More money in fish and chips, says top restaurateur

Quay restaurant is booked out three to six months in advance.
Quay restaurant is booked out three to six months in advance. Photo: Steven Siewert

Sydney's Otto Ristorante and three-hat Quay restaurant would make a "lot more money" if converted to fish and chip shops, general manager of both eateries John Fink said.

Speaking at the Noosa Food and Wine Festival, Mr Fink pulled no punches outlining the current state of the restaurant industry.

"We work in an industry where it would be better to sell the farm, take out the money and put it in the bank and I'd get a better return on my capital," he said.

"Quay is a very successful restaurant . . . we are booked out three to six months in advance. We have good, solid revenues but we are still struggling to pay bills. If one of Australia's most successful restaurants is having a hard time to pay bills, how is it going for people who run the local casual eatery?"

Wage costs represent 48 per cent of the company's operations, Mr Fink said, with Brisbane restaurateur Andrew Buchanan adding: "My managers work 50 to 60 hours a week and if you break that down, the unskilled dishwasher is probably making 25 to 30 per cent more an hour than the skilled personnel out the front. That's what you are up against."

Sally Galletto of Lucio's restaurant, Paddington, warned, "It's a real struggle to survive now."

But if restaurant owners were hoping for a promise of better things to come on penalty and weekend rates if the Coalition government wins office, shadow minister for tourism and regional development Bob Baldwin wasn't giving it.

"This will be a matter for the Fair Work Commission," he said.

He had something to say about the commission's make-up, however.


"It's also about having a range of balance in the commission . . . a blend of people from the union to those who have been in the industry.

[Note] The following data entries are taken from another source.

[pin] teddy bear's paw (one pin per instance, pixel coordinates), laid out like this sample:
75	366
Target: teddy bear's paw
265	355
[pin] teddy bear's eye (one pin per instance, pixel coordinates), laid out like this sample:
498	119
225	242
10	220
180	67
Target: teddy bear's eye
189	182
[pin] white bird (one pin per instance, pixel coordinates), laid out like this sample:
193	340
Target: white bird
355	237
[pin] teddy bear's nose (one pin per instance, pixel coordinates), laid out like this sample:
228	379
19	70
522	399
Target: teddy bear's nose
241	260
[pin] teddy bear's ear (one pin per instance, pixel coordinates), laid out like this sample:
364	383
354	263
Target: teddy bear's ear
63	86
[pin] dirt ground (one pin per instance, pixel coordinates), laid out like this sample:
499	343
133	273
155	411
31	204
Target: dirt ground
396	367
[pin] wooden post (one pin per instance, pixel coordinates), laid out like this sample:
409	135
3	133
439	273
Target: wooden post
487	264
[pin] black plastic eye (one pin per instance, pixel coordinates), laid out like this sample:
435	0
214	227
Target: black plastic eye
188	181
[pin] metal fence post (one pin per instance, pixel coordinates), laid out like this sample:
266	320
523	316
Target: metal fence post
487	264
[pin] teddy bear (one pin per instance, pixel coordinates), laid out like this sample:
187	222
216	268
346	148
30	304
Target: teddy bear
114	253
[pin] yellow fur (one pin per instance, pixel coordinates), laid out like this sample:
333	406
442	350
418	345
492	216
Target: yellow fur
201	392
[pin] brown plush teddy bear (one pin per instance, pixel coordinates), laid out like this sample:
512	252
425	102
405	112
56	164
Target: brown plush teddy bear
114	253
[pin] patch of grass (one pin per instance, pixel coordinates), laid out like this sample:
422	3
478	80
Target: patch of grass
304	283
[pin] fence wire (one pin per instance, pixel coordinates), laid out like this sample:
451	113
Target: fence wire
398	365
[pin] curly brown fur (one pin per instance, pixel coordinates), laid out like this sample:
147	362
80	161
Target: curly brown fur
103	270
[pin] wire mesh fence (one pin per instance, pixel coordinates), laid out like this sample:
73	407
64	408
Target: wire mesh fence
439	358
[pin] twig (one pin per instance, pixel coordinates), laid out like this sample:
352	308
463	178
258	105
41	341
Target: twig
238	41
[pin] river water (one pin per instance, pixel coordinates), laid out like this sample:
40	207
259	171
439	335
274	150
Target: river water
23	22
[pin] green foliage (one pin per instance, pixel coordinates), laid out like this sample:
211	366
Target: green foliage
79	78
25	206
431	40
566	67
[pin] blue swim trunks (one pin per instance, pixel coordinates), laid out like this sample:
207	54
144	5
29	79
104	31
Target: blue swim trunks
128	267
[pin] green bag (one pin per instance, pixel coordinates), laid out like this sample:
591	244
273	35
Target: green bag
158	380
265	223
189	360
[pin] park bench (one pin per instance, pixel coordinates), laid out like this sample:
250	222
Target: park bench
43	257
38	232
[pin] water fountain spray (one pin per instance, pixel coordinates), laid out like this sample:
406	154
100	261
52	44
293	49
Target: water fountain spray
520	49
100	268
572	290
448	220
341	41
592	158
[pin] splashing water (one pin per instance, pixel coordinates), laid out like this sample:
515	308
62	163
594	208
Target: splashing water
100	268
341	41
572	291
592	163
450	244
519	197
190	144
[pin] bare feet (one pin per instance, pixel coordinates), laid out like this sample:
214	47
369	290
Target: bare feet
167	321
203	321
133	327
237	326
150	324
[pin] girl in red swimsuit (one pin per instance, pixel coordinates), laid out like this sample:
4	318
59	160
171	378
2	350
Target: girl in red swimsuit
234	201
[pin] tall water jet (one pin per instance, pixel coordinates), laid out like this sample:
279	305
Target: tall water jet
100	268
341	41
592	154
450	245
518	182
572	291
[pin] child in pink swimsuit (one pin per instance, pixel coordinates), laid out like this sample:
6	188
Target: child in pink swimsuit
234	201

They can then work out what is fair and equitable."

If that wasn't a win, restaurateurs were happy to hear it will likely be easier to bring skilled restaurant workers, including chefs, into Australia if the Coalition wins power.

The restaurant and catering industry – led by the likes of Sydney chef Neil Perry – have cried long and hard over the tightening of visas for chefs and service staff.

"We thought it was bloody minded to take food people off the skilled migration visa," Mr Baldwin said.

"Restaurants can't survive and hotels can't survive unless they have the full array of food professionals, and you only have to take one chink out of the chain and it all falls apart.

"We need to fix the problem tomorrow and that doesn't mean next year or the one after. It will mean bringing people in on skilled migration to satisfy demand," he said.

"Those people would go through the same process, get paid the same wages and have same conditions as any other Australian worker. But they would fill a hole in a market where we cannot fill it in Australia."

He also spoke about training Australians as chefs and restaurant workers.

"We want to grow fine chefs in Australia but we have to make sure they know it's not a Monday-to-Friday, nine-to-five job.

"We have identified severe skill shortages in the food industry in this country.

"And we have worked closely with the restaurant and catering industry to develop policies we will announce closer to the election."